Em 2026, quem dirige precisará checar um item específico do carro antes de passar pelo controle técnico - caso contrário, a reprovação será automática. Entenda o que vai mudar.
Por que os airbags Takata entraram no centro das medidas
Diante dos acidentes graves causados por airbags defeituosos da Takata, que vêm se acumulando há meses, Philippe Tabarot, ministro dos Transportes, decidiu endurecer a atuação do governo junto às montadoras e aos proprietários dos veículos afetados. A intenção é forçar as partes envolvidas a assumirem integralmente suas obrigações e, principalmente, acelerar de forma significativa o ritmo de troca e reparo desses componentes.
Veículos em “stop drive” automaticamente reprovados no controle técnico
Atualmente, o Ministério dos Transportes confirmou uma nova etapa: a verificação obrigatória, durante o controle técnico - e já a partir de 1º de janeiro de 2026 - dos veículos equipados com airbags Takata classificados como “stop drive”, isto é, uma medida que já determina ao motorista que não circule mais com o automóvel.
Na prática, quando um veículo com airbag Takata enquadrado como “stop drive” comparecer ao controle técnico, não haverá margem para interpretação. O controle técnico será automaticamente encaminhado para reinspeção por falha crítica, já que o risco é considerado potencialmente fatal para os ocupantes.

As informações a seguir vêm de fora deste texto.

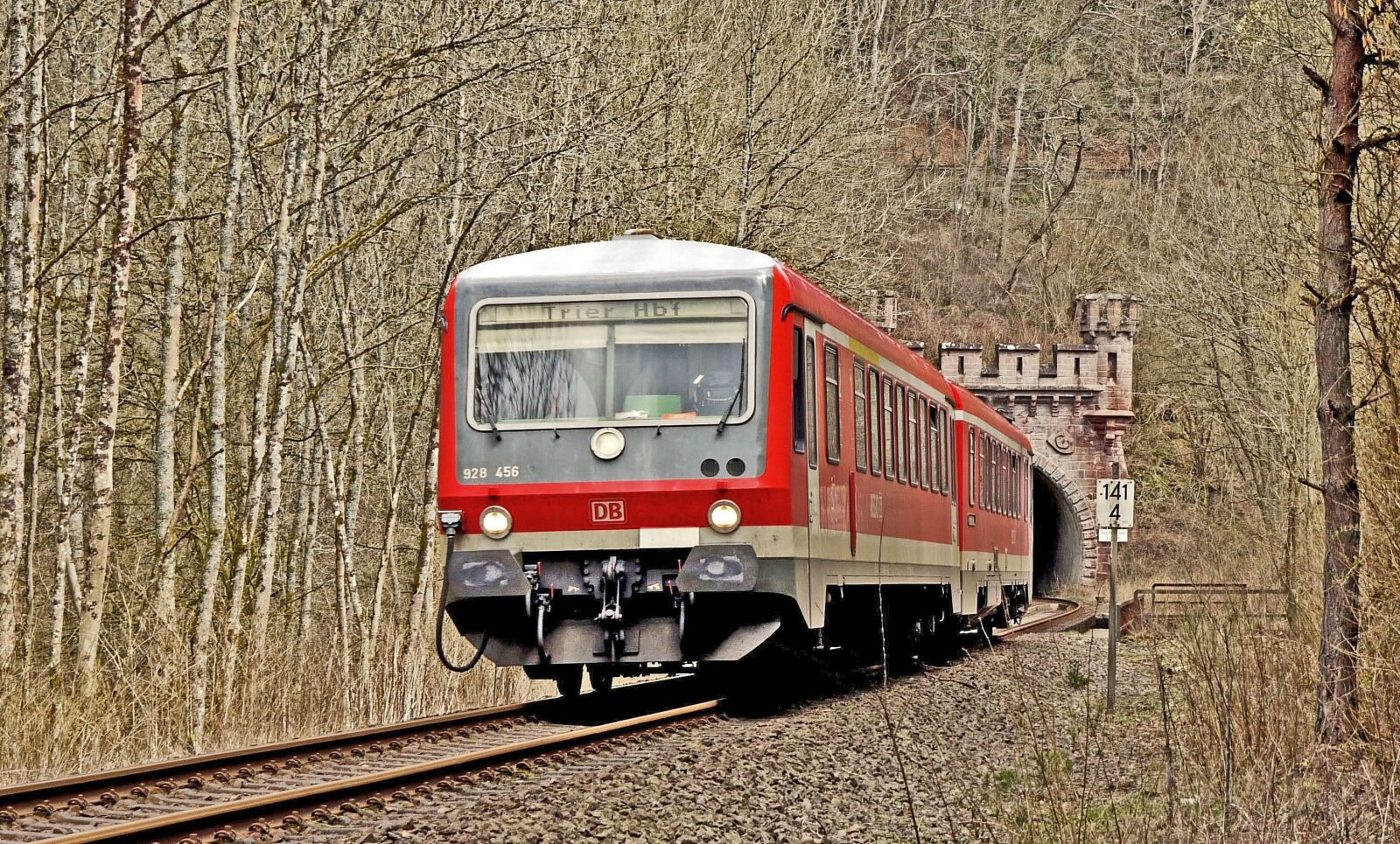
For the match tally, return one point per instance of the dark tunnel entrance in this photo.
(1059, 538)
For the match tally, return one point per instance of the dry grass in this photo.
(296, 690)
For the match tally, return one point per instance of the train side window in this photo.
(949, 451)
(811, 402)
(886, 408)
(935, 464)
(996, 476)
(861, 444)
(1005, 476)
(832, 377)
(917, 416)
(900, 437)
(984, 451)
(972, 466)
(872, 396)
(1015, 486)
(798, 395)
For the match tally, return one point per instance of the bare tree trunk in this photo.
(308, 549)
(104, 444)
(1012, 163)
(272, 423)
(34, 237)
(164, 445)
(286, 361)
(219, 381)
(1336, 409)
(69, 528)
(11, 438)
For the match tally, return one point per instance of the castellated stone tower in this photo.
(1075, 409)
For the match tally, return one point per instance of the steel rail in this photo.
(167, 826)
(1070, 615)
(81, 784)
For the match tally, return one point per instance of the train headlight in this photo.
(724, 517)
(496, 522)
(608, 444)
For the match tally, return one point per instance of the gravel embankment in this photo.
(986, 743)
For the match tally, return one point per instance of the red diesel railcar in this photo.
(658, 454)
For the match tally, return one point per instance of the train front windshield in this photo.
(640, 360)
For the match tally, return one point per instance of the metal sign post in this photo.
(1113, 507)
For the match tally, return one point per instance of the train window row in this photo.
(900, 433)
(998, 480)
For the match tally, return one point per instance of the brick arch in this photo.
(1075, 408)
(1078, 559)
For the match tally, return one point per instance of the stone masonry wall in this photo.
(1075, 406)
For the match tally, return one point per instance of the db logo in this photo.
(609, 511)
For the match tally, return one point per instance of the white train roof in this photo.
(620, 255)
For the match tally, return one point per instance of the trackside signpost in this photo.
(1113, 514)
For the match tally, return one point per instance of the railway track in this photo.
(291, 784)
(1068, 615)
(280, 788)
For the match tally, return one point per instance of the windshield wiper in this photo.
(744, 370)
(480, 402)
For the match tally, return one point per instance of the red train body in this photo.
(660, 454)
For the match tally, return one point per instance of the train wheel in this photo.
(570, 680)
(599, 678)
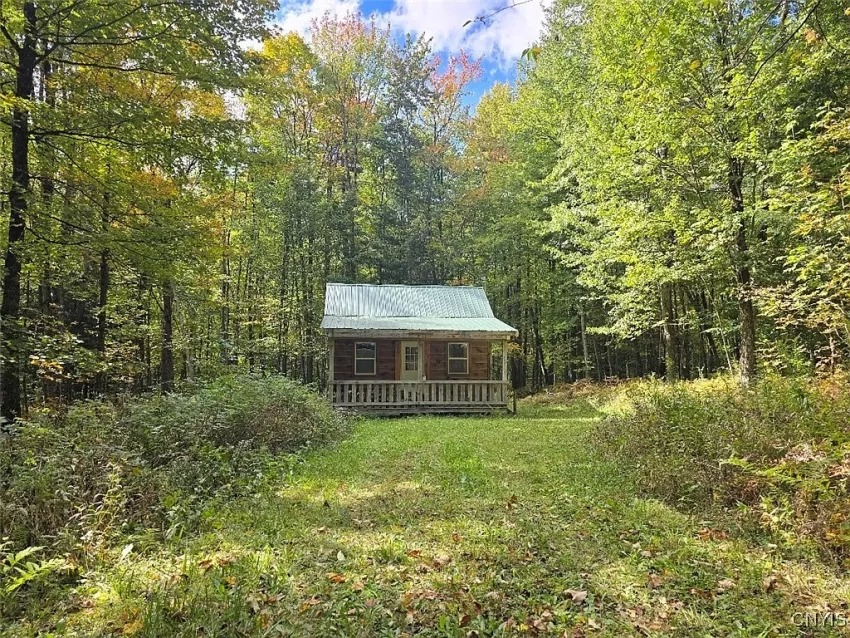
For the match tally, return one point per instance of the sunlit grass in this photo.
(451, 527)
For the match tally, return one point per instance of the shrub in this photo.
(777, 455)
(77, 478)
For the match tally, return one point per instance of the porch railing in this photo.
(412, 394)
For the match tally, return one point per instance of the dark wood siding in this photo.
(385, 364)
(437, 368)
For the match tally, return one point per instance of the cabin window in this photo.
(458, 358)
(411, 358)
(364, 357)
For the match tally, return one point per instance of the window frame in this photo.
(373, 359)
(450, 358)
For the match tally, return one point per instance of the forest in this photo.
(657, 204)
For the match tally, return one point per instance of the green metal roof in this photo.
(394, 307)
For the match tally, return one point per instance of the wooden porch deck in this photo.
(419, 397)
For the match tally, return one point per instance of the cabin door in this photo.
(411, 361)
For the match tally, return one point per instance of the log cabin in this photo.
(415, 349)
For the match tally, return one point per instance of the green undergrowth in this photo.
(772, 460)
(442, 526)
(80, 483)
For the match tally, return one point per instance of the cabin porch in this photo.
(413, 397)
(416, 373)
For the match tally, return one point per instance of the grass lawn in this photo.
(451, 527)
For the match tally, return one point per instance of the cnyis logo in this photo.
(820, 619)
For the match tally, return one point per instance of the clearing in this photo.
(453, 527)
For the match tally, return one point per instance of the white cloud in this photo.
(501, 38)
(298, 15)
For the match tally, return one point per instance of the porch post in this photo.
(330, 388)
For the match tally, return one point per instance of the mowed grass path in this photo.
(454, 527)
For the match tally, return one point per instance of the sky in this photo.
(498, 43)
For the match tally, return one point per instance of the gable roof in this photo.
(412, 308)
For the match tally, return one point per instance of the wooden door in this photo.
(411, 361)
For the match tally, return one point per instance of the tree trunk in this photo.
(167, 358)
(746, 309)
(10, 311)
(584, 350)
(672, 349)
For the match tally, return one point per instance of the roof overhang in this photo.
(440, 335)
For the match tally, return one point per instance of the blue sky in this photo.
(498, 43)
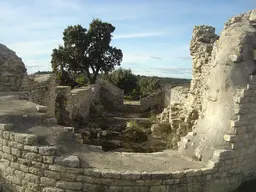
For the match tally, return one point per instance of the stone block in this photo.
(92, 187)
(70, 161)
(93, 172)
(31, 148)
(158, 189)
(27, 139)
(48, 159)
(6, 149)
(230, 138)
(16, 145)
(34, 171)
(32, 178)
(49, 189)
(32, 156)
(69, 185)
(47, 150)
(16, 152)
(67, 177)
(52, 174)
(178, 174)
(41, 109)
(47, 182)
(5, 127)
(131, 175)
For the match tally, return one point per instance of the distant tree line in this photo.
(87, 54)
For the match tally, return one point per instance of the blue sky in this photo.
(153, 35)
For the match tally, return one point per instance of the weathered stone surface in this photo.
(70, 161)
(12, 70)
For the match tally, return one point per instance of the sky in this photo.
(153, 35)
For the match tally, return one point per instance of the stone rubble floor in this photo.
(93, 157)
(166, 161)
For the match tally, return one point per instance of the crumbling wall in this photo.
(111, 96)
(42, 91)
(155, 99)
(231, 65)
(75, 104)
(12, 70)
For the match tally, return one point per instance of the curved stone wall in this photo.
(231, 65)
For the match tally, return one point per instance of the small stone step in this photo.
(41, 108)
(5, 127)
(50, 121)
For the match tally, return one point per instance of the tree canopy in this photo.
(87, 51)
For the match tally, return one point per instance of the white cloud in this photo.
(138, 35)
(32, 49)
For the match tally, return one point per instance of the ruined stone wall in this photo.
(81, 102)
(77, 102)
(12, 70)
(155, 99)
(201, 46)
(167, 95)
(26, 166)
(111, 96)
(232, 64)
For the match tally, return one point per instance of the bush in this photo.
(82, 80)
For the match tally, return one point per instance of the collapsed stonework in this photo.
(232, 62)
(218, 113)
(13, 70)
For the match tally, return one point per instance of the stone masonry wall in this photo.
(77, 102)
(153, 100)
(12, 70)
(40, 89)
(28, 167)
(111, 96)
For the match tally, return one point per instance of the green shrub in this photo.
(82, 80)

Nessa condição, nenhuma aprovação será possível até que o airbag apontado como problemático seja substituído.
“"A fim de tratar sistematicamente os veículos fazendo o objeto de uma medida de « stop drive » ainda em circulação (1,3 million), foi decidido integrar a verificação dos airbags nos pontos que podem fazer o objeto de uma contra-visita durante o controle técnico por falha crítica"” informou o ministério.
A partir daí, será indispensável realizar o conserto por meio de uma oficina credenciada da marca. Sem essa intervenção, o veículo fica simplesmente proibido de circular. Trata-se de uma medida dura, mas vista como necessária para evitar novos episódios ligados a esses dispositivos explosivos com defeito. Vale lembrar que, neste verão, uma mãe de família morreu em decorrência de um acidente de trânsito provocado pela explosão inesperada dos airbags Takata no seu Citroën.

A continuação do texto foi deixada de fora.